The audience for this document is creators of Content Transformation proxies and purchasers and operators of such proxies. The document also contains non-normative guidance for content providers whose services may be accessed by means of such proxies.

1.3 Scope

The recommendations in this document refer only to "Web browsing" - i.e. access by user agents that are intended primarily for interaction by users with HTML Web pages (Web browsers) using HTTP. Clients that interact with proxies using mechanisms other than HTTP (and that typically involve the download of a special client) are out of scope, and are considered to be a distributed user agent. Proxies which are operated in the control of or under the direction of the operator of an origin server are similarly considered to be a distributed origin server and hence out of scope.

The W3C Mobile Web Best Practices Working Group (BPWG) is not chartered to create new technology - its role is to advise on best practice for use of existing technology. In satisfying Content Transformation requirements, existing HTTP header fields, directives and behaviors must be respected, and as far as is practical, no extensions to [RFC 2616 HTTP] are to be used.

The recommendations in this document refer to interactions of a proxy and do not refer to any presumed aspects of the internal operation of the proxy. For this reason, the document does not discuss use of "allow" and "disallow" lists (though it does discuss behavior that is induced by the implementation of such lists). In addition it does not discuss details of how transformation is carried out except if this is reflected in interoperability. For this reason, it does not discuss the insertion or insertion of headers and footers or any other specific behaviors (though it does discuss the need for essential user interaction of some form).

Moral, legal and other similar questions are not in scope of this document. The BPWG does not have authority or expertise to comment one way or another about setting precedent or authorising any particular behavior or its absence.

1.4 Principles

1.4.1 IAB Considerations

The BPWG made reference to Internet Architecture Board (IAB) work on "Open Pluggable Edge Services" [RFC 3238 OPES] for various principles that underlie behavior of proxies. In this work the IAB expressed its concerns about privacy, control, monitoring, and accountability of such services.

1.4.2 Priority of Intention

The Web allows users considerable flexibility in respect of the representation of content.

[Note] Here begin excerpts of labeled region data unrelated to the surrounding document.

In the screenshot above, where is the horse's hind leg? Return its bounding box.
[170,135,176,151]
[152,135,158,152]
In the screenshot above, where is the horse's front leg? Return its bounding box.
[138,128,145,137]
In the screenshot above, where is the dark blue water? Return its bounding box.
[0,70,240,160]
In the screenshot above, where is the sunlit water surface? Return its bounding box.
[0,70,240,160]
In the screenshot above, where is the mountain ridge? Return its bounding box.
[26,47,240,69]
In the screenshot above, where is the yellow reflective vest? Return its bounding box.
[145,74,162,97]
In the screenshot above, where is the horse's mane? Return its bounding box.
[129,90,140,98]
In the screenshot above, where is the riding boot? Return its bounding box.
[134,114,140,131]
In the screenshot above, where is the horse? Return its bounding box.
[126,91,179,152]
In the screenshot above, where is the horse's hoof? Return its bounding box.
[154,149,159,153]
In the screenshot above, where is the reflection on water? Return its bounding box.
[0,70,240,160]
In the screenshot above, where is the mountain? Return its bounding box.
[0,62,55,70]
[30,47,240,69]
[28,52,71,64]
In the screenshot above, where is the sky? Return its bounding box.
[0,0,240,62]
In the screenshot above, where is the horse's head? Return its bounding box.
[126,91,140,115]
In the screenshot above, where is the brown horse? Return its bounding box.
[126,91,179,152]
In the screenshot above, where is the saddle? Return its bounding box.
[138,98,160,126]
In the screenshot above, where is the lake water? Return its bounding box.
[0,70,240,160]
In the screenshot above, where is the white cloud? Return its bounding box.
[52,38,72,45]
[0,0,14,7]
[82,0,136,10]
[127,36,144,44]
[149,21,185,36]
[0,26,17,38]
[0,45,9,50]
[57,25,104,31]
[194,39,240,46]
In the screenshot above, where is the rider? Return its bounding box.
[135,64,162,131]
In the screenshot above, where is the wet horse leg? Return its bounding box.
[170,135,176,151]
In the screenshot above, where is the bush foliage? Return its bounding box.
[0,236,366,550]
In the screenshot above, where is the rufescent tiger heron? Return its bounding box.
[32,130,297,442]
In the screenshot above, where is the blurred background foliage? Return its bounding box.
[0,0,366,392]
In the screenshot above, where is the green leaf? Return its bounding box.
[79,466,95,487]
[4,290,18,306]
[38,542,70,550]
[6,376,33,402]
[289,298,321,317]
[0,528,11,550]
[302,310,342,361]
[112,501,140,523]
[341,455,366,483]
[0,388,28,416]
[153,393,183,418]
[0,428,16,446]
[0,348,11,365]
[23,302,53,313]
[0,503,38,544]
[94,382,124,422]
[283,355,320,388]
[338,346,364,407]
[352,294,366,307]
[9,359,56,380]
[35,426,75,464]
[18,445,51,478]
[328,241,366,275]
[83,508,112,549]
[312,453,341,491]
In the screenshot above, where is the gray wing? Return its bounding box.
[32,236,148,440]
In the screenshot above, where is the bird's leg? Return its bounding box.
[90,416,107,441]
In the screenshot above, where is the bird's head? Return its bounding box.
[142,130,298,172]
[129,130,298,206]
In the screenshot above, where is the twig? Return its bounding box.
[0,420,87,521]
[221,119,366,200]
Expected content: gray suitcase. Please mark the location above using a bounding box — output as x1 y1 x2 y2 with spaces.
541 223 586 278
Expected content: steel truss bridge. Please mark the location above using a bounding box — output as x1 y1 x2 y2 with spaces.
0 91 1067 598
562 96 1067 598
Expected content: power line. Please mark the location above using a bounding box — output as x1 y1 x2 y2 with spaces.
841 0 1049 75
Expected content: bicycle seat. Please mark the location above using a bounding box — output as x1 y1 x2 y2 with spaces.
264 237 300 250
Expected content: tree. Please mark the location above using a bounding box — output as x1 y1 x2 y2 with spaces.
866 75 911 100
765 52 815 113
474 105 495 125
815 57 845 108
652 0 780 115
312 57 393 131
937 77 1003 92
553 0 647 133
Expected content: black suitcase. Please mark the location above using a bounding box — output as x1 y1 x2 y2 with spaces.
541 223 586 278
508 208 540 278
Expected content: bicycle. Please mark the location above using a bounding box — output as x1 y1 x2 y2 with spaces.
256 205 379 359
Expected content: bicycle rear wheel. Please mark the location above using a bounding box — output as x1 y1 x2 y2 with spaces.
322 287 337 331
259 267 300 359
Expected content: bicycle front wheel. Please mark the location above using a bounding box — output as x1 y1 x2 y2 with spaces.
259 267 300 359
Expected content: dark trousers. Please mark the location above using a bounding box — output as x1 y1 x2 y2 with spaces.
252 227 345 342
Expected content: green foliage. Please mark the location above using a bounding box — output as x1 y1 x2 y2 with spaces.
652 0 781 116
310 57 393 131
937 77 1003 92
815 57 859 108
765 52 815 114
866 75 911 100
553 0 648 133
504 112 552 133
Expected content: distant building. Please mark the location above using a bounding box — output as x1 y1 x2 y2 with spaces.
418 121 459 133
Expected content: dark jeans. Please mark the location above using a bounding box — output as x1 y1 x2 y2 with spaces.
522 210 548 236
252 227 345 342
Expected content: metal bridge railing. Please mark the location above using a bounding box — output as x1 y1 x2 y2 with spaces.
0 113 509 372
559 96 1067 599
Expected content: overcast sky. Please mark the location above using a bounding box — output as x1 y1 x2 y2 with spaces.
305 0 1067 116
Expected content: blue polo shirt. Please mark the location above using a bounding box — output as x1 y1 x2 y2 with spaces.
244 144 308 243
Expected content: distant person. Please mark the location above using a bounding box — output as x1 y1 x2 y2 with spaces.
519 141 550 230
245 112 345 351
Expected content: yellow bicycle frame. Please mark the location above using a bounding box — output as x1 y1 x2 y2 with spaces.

At the same time, Content Providers may have a preferred manner in which they wish their content to be represented. Content Transformation must reconcile these contrasting factors. In creating this Recommendation the BPWG has determined that Content Transformation proxies should respect Content Providers intentions, where they are expressed, but may allow users to choose other representations, except where Content Providers specifically prohibit this.

The BPWG recognizes that there is neither a systematic vocabulary for Content Provider Intentions, nor a systematic means of expression of such intentions. There is scope for further work in this area (see K Scope for Future Work).

2 Terminology (Normative)

2.1 Types of Proxy

Alteration of HTTP requests and responses is not prohibited by HTTP other than in the circumstances referred to in [RFC 2616 HTTP] Section 13.5.2 and Section 14.9.5.

HTTP defines two types of proxy: transparent proxies and non-transparent proxies. As discussed in [RFC 2616 HTTP] Section 1.3, Terminology:

"A transparent proxy is a proxy that does not modify the request or response beyond what is required for proxy authentication and identification. A non-transparent proxy is a proxy that modifies the request or response in order to provide some added service to the user agent, such as group annotation services, media type transformation, protocol reduction, or anonymity filtering. Except where either transparent or non-transparent behavior is explicitly stated, the HTTP proxy requirements apply to both types of proxies."

This document elaborates the behavior of non-transparent proxies, when used for Content Transformation in the context discussed in [CT Landscape].

2.2 Types of Transformation

Transforming proxies can carry out a wide variety of operations. In this document we categorize these operations as follows (noting that these are general concepts that we do not formalize further):

  1. Alteration of Requests

    Transforming proxies process requests in a number of ways, especially replacement of various request header fields to avoid HTTP 406 Status responses (if a server can not provide content that is compatible with the original HTTP request header fields) and at user request.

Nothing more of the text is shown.